La Gran Sabana is a region in southeastern Venezuela that offers one of the most unusual landscapes in the world, with rivers, waterfalls and gorges, deep and vast valleys, as well as impenetrable jungles and savannas. The region also hosts the isolated tabletop mesas known as tepuis.
Gran Sabana: Savanna Region
La Gran Sabana ("The Great Savanna") is a region in southeastern Venezuela and part of the Guianan Savanna ecoregion. The savanna spreads into the regions of the Guiana Highlands and southeast into Bolívar State, extending further to the borders with Brazil and Guyana.
The savanna region has an area of 10,820 sq km (4,180 sq mi) and is part of the second largest National Park in Venezuela, the Canaima National Park.
The average temperature is around 20 °C (68 °F) but at night it can drop to 13 °C (55 °F) and in some of the more elevated sites, depending on the weather, may fall a bit more.
La Gran Sabana offers one of the most unusual landscapes in the world with rivers, waterfalls and gorges, deep and vast valleys, impenetrable jungles and savanna that host large numbers and varieties of plant species.

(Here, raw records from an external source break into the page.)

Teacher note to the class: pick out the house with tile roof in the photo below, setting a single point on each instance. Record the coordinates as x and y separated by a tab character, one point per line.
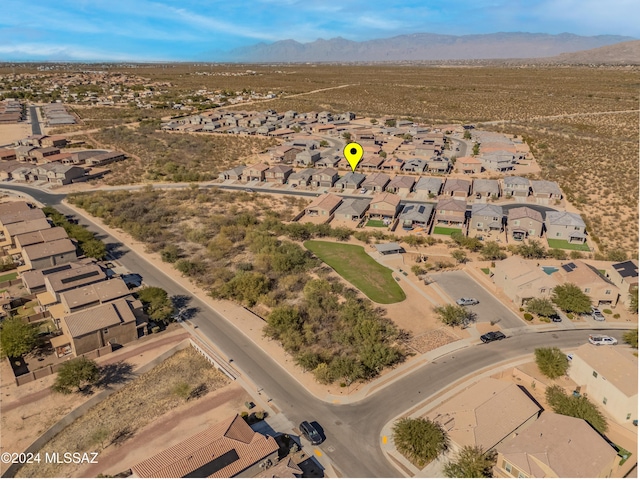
609	375
113	323
556	446
567	226
457	188
516	186
324	205
401	185
486	217
352	209
524	222
429	186
468	165
416	215
521	280
376	182
384	206
450	213
225	450
485	414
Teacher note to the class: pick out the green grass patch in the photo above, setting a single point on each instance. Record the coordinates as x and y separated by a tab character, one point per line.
375	223
565	245
8	276
353	264
445	230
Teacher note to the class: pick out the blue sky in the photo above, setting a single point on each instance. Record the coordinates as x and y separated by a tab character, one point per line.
152	30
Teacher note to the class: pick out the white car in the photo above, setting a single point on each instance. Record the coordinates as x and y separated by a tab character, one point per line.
602	340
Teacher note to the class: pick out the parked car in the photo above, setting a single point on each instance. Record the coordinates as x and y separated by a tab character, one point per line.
492	337
467	301
602	340
597	314
310	433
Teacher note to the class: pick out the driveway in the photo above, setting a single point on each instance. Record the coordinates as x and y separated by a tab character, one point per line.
458	284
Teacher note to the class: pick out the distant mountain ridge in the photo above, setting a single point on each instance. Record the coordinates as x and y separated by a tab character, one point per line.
425	46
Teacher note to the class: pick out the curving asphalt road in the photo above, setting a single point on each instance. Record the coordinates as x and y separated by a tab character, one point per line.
353	430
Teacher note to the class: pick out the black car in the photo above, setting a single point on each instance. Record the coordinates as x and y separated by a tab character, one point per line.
310	433
492	336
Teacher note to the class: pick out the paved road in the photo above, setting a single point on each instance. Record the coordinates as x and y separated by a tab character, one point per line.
35	123
352	431
458	284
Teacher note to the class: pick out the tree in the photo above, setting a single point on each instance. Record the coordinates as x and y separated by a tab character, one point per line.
454	315
94	248
578	407
419	439
471	462
569	298
17	337
79	372
459	256
492	251
551	362
541	307
631	338
157	303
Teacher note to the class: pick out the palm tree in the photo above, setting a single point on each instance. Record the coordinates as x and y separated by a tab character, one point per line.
419	439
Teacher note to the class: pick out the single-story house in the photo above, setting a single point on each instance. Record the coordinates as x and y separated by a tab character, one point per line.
485	414
302	177
556	446
609	376
255	172
468	165
545	191
401	185
376	182
486	217
430	186
483	188
324	205
516	186
565	226
450	212
350	181
524	222
384	206
457	188
49	254
326	177
225	450
278	173
521	280
352	209
415	165
234	173
591	281
416	215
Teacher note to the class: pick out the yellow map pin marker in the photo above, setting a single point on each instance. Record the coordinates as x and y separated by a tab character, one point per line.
353	153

It hosts diverse fauna as well as isolated tabletop mesas locally known as tepuis.
This region was subjected to several periods of uplift and subsidence and were subjected to variable erosion. The large remaining isolated sandstone beds are called "tepuis" in the language of the indigenous inhabitants of the region.

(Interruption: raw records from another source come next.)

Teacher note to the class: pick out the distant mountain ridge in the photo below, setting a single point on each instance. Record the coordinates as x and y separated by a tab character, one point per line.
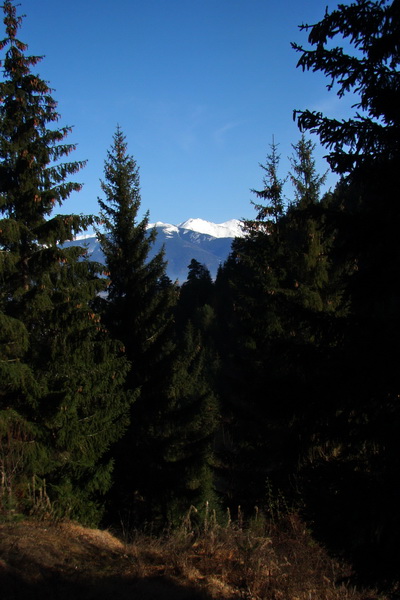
207	242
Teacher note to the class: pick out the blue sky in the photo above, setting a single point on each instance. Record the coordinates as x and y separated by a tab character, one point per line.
199	88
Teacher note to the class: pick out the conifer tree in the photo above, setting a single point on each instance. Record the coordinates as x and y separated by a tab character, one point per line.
360	462
62	376
138	310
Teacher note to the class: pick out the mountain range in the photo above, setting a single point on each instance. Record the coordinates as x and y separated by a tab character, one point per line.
209	243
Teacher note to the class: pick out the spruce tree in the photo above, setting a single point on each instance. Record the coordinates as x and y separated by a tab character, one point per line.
138	310
62	375
360	463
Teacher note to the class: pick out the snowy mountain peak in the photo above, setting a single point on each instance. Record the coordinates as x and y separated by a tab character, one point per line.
232	228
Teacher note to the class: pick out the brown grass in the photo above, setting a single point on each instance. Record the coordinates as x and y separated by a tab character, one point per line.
262	561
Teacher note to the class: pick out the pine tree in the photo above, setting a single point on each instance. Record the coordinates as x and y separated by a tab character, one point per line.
138	310
137	306
62	375
359	479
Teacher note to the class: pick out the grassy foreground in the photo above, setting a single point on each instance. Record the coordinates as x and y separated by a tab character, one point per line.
262	561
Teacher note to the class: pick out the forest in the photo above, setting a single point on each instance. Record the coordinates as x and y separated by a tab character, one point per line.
125	397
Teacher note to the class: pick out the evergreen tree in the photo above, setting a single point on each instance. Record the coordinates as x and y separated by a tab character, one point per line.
61	386
359	473
139	311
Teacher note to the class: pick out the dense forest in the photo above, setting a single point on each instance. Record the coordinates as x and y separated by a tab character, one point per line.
125	397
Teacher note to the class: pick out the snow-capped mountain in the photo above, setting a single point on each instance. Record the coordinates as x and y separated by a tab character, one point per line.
209	243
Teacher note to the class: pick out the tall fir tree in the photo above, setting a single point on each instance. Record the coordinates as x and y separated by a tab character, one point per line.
359	479
61	386
139	311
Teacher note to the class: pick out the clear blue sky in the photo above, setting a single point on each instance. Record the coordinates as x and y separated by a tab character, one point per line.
199	88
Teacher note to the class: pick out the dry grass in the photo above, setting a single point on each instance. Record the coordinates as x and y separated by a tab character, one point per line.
262	561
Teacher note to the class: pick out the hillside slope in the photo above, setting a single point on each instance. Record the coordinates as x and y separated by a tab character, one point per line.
66	561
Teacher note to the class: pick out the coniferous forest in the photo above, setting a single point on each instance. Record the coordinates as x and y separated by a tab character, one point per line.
126	397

The road of El Dorado to Santa Elena de Uairén goes from an elevation of 200 to 1,500 m (660 to 4,920 ft) in less than 30 km (19 mi), in a place called "La Escalera" (the stairs).

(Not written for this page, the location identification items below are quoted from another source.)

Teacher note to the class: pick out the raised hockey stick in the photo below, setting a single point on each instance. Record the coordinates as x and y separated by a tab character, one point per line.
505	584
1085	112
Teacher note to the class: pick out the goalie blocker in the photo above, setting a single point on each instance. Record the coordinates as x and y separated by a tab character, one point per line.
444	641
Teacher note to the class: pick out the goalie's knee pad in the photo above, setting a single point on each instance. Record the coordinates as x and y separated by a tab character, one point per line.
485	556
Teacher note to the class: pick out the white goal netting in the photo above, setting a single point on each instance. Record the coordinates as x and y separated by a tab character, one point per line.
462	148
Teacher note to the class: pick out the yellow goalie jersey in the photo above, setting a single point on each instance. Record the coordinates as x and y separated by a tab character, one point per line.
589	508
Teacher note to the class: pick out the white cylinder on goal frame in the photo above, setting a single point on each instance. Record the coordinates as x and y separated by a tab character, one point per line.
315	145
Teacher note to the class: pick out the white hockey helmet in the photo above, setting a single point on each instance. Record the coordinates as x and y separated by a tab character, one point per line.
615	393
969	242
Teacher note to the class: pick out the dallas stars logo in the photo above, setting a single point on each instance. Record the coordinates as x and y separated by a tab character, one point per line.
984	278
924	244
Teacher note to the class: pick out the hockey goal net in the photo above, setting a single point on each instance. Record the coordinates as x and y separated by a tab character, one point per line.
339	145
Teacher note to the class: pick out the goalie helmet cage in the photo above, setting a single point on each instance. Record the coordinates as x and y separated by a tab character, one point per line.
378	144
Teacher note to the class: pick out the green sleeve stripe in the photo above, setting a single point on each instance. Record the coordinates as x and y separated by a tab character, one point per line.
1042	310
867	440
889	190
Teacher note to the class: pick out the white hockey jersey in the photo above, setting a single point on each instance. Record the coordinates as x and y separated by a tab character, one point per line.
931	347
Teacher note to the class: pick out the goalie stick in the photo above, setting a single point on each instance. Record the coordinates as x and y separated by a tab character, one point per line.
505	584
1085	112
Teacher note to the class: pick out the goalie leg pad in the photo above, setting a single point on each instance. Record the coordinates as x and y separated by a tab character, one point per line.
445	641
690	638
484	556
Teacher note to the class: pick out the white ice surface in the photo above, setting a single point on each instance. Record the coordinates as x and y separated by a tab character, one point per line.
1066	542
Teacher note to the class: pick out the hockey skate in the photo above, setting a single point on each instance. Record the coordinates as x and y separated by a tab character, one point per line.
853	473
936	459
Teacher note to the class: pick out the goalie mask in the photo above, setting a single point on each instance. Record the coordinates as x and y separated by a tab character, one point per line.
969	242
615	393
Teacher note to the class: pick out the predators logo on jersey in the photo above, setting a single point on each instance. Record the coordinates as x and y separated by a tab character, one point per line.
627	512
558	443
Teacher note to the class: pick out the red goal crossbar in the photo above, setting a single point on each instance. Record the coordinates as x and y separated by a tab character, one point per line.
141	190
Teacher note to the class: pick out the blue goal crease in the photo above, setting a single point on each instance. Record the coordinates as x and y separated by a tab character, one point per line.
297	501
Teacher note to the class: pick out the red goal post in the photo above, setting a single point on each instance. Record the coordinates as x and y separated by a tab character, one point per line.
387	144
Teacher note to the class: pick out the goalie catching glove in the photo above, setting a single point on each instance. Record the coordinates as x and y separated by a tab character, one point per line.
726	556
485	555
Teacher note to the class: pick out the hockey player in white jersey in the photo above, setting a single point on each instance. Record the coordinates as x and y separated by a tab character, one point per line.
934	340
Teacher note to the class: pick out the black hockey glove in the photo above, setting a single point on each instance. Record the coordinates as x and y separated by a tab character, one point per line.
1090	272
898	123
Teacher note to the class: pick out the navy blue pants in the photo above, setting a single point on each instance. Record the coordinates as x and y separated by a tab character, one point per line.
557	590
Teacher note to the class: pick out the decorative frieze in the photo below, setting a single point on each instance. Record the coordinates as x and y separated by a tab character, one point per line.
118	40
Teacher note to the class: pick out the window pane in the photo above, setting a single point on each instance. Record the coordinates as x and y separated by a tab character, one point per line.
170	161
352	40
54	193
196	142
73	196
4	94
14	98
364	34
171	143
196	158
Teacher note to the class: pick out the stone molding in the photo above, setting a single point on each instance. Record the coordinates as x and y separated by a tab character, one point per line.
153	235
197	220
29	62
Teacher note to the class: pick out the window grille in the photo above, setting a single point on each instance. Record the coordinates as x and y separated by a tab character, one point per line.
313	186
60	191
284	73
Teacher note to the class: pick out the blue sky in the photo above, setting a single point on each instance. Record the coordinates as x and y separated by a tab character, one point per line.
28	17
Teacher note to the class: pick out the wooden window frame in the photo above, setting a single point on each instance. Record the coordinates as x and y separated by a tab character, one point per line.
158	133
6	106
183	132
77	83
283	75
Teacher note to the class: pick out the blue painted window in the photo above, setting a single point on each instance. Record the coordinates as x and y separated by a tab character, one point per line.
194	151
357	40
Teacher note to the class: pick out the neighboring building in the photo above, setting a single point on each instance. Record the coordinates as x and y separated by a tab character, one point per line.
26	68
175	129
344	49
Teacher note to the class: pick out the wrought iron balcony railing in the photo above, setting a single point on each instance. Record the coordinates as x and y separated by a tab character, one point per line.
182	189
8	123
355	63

The formation of rocky and sandy soils support savanna vegetation on the higher elevations with dense jungle vegetation occurring in depressions and dense forests along the rivers.
In the Gran Sabana, there are randomly distributed ancient massifs, eroded in tabular form, known as tepuis. These are examples of inverted relief which form a kind of typical plateau of the Guiana highlands.
These plateaus in the Gran Sabana reach their maximum altitude in the Tepui Roraima at nearly 2,800 m (9,200 ft) above sea level.